The data frame has 5 columns and the Database table has 6 columns and moreover, the data frame columns and DB columns order are not the same.
So, before merging both, do I have to make sure that the order of the columns is the same in both the data frame and DB table? and how pls suggest how do I handle the missing column
Upvotes: 3
Views: 11620
Reputation: 4404
If dataframe has column names same as column names in database, you can insert df directly into database table using dataframe.to_sql()
method with the help of sqlalchemy
for connection:
from myapp.models import Bob
from sqlalchemy import create_engine
from django.conf import settings
db_connection_url = "postgresql://{}:{}@{}:{}/{}".format(
settings.DATABASES['default']['USER'],
settings.DATABASES['default']['PASSWORD'],
settings.DATABASES['default']['HOST'],
settings.DATABASES['default']['PORT'],
settings.DATABASES['default']['NAME'],
)
engine = create_engine(db_connection_url)

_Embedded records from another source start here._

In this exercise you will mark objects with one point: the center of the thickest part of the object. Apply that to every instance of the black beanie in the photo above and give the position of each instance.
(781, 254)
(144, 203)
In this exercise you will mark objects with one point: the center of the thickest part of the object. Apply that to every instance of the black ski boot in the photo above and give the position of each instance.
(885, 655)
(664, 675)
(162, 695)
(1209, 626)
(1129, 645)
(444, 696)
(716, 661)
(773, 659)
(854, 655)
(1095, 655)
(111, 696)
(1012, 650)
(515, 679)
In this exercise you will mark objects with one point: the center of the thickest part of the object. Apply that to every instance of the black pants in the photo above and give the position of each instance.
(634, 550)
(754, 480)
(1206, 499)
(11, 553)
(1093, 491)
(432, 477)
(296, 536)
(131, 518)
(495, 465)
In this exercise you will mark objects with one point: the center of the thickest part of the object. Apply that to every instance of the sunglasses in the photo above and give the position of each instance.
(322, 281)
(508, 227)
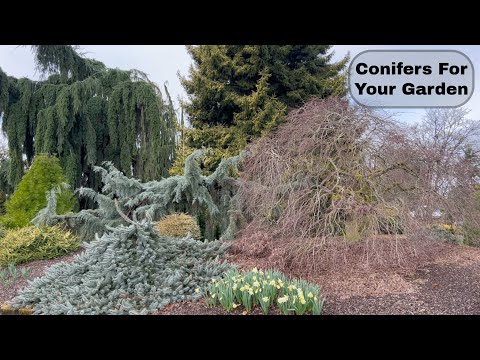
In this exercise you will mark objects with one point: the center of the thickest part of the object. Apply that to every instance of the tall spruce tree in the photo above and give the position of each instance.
(239, 92)
(87, 113)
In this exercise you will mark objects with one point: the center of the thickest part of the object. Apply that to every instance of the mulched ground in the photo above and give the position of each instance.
(448, 285)
(199, 308)
(440, 290)
(36, 269)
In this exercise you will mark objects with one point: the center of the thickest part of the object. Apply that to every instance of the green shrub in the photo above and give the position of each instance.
(30, 195)
(265, 289)
(33, 243)
(179, 226)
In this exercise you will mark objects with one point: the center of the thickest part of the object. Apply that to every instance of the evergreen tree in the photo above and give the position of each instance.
(87, 113)
(239, 92)
(30, 196)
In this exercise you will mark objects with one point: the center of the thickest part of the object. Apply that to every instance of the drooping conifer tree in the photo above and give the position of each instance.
(86, 113)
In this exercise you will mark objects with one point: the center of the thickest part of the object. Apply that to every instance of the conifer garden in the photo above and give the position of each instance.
(262, 182)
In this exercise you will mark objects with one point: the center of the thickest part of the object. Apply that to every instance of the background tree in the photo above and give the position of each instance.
(30, 196)
(87, 113)
(239, 92)
(5, 186)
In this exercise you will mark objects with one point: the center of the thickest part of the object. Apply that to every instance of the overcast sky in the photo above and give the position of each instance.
(162, 62)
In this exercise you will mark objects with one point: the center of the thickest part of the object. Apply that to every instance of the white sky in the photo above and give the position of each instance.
(162, 62)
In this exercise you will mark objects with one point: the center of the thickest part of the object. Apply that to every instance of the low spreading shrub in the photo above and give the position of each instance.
(178, 226)
(33, 243)
(265, 289)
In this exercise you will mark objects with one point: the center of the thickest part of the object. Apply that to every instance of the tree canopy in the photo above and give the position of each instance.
(237, 93)
(86, 113)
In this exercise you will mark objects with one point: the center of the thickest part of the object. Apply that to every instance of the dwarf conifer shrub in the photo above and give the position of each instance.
(33, 243)
(179, 225)
(30, 196)
(129, 270)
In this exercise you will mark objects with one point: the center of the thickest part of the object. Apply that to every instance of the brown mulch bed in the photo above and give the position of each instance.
(448, 284)
(199, 308)
(36, 269)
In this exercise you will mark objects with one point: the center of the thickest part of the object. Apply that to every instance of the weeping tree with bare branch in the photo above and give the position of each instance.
(440, 167)
(316, 179)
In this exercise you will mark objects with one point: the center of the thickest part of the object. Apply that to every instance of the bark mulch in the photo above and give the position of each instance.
(36, 269)
(199, 308)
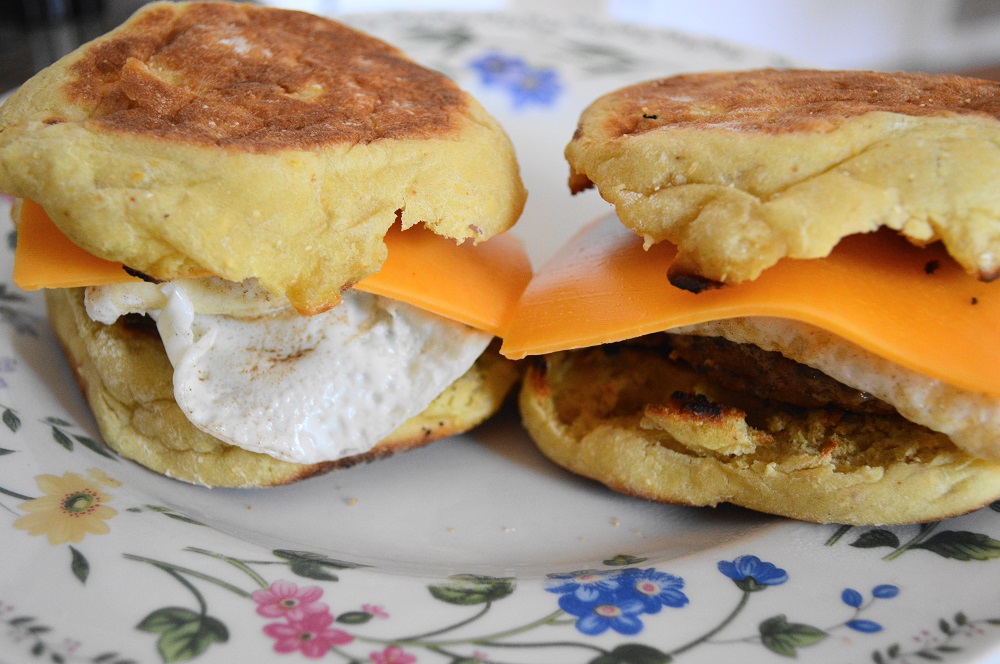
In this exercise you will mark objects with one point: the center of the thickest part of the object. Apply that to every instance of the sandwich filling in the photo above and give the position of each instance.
(970, 419)
(253, 373)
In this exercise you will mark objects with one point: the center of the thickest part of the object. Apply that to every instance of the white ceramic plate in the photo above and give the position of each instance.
(474, 549)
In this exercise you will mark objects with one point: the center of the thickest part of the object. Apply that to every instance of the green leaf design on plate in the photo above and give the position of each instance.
(633, 653)
(782, 637)
(469, 589)
(876, 538)
(79, 565)
(312, 565)
(184, 518)
(354, 617)
(184, 634)
(62, 438)
(962, 545)
(11, 419)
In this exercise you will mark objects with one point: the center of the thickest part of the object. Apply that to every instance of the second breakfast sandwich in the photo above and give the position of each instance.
(257, 230)
(794, 313)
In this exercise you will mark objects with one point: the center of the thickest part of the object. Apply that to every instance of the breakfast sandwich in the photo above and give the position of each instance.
(790, 310)
(262, 239)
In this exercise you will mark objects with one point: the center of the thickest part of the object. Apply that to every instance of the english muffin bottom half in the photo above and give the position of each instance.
(853, 382)
(264, 239)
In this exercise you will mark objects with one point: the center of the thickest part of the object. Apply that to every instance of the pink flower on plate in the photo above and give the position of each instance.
(392, 655)
(375, 610)
(284, 599)
(311, 635)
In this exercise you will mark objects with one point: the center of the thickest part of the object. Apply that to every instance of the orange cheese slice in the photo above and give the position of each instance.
(45, 258)
(478, 285)
(912, 306)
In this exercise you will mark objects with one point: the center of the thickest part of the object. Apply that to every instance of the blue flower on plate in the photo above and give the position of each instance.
(603, 600)
(750, 573)
(653, 588)
(605, 611)
(536, 86)
(855, 599)
(496, 68)
(586, 585)
(525, 84)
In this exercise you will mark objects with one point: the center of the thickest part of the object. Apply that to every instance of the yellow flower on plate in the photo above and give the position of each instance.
(73, 505)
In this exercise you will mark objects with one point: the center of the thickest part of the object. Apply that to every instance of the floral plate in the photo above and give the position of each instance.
(474, 549)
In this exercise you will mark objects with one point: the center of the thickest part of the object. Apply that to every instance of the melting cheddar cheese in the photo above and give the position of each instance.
(912, 306)
(474, 284)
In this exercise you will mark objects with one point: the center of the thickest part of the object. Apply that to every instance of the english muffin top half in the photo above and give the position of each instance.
(739, 169)
(253, 142)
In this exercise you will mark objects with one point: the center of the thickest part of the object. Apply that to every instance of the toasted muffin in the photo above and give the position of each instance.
(227, 138)
(793, 314)
(637, 418)
(220, 177)
(125, 376)
(741, 169)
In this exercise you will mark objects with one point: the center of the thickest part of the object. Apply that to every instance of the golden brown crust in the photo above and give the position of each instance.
(644, 426)
(254, 79)
(188, 149)
(126, 378)
(741, 169)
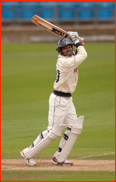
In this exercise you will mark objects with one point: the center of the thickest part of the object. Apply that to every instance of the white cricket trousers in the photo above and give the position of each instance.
(62, 114)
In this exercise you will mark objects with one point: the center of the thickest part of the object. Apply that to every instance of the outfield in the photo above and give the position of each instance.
(27, 77)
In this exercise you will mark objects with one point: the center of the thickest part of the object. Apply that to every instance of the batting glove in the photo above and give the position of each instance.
(75, 37)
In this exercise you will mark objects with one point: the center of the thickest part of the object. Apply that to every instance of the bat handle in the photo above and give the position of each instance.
(67, 36)
(82, 43)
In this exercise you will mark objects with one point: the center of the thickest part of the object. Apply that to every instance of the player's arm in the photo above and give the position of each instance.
(82, 54)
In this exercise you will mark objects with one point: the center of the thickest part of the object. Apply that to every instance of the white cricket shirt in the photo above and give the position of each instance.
(67, 73)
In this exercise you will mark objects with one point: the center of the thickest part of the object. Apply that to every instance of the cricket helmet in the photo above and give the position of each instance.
(62, 43)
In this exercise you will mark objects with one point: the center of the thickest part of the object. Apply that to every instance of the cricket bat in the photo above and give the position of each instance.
(50, 27)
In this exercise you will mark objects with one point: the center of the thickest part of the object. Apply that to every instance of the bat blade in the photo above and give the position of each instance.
(50, 27)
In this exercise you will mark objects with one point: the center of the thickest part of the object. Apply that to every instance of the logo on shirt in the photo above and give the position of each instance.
(75, 70)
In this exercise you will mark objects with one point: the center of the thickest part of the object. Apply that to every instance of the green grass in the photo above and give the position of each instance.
(27, 77)
(57, 176)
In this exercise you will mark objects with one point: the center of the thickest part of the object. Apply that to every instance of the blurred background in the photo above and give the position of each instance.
(28, 71)
(94, 20)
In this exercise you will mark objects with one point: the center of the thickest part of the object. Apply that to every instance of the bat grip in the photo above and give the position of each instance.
(67, 36)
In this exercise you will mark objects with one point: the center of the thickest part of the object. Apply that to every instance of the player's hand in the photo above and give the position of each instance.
(74, 36)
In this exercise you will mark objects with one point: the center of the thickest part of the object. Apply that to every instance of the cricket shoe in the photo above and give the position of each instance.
(65, 163)
(30, 161)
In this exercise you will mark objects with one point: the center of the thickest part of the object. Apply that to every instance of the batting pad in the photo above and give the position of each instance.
(75, 131)
(53, 135)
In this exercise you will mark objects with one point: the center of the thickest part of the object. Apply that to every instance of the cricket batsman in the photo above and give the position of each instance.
(62, 113)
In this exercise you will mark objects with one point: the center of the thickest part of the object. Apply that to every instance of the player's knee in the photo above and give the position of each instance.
(55, 133)
(43, 134)
(78, 126)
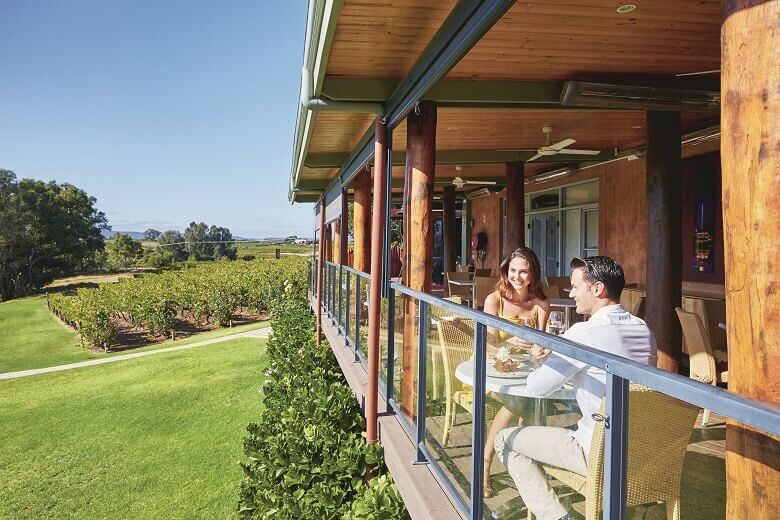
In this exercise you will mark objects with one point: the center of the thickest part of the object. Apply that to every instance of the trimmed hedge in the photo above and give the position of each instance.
(306, 455)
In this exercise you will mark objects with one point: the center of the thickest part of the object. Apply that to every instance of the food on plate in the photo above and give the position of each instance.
(504, 363)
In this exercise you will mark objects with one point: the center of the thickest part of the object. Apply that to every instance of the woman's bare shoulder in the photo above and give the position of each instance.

df.to_sql(Bob._meta.db_table, engine, if_exists='append', index=False, chunksize=10000)
Missing column will be empty (or database will set default value if it defined at database level, not django level), or you can add missing column to dataframe with required value.
Upvotes: 9
Reputation: 5279
Just do an Explicit Insert ...
If your table has columns in the order of A,B,C,D,E
But your Pandas has them in the order of D,C,B,A (Note no Column E)
Just generate an SQL Insert like (Note I have no Column E)
insert into <TABLE> (D,C,B,A) values (row_iterator.D,row_iterator.C,...)
For the Column E - the best and simplest solution is have a default value in the Db Definition ....
i.e.
CREATE TABLE Bob (
A int NOT NULL,
B int NOT NULL,
C int NOT NULL,
D int NOT NULL,
E int DEFAULT 42
);
Hope that helps
Upvotes: 3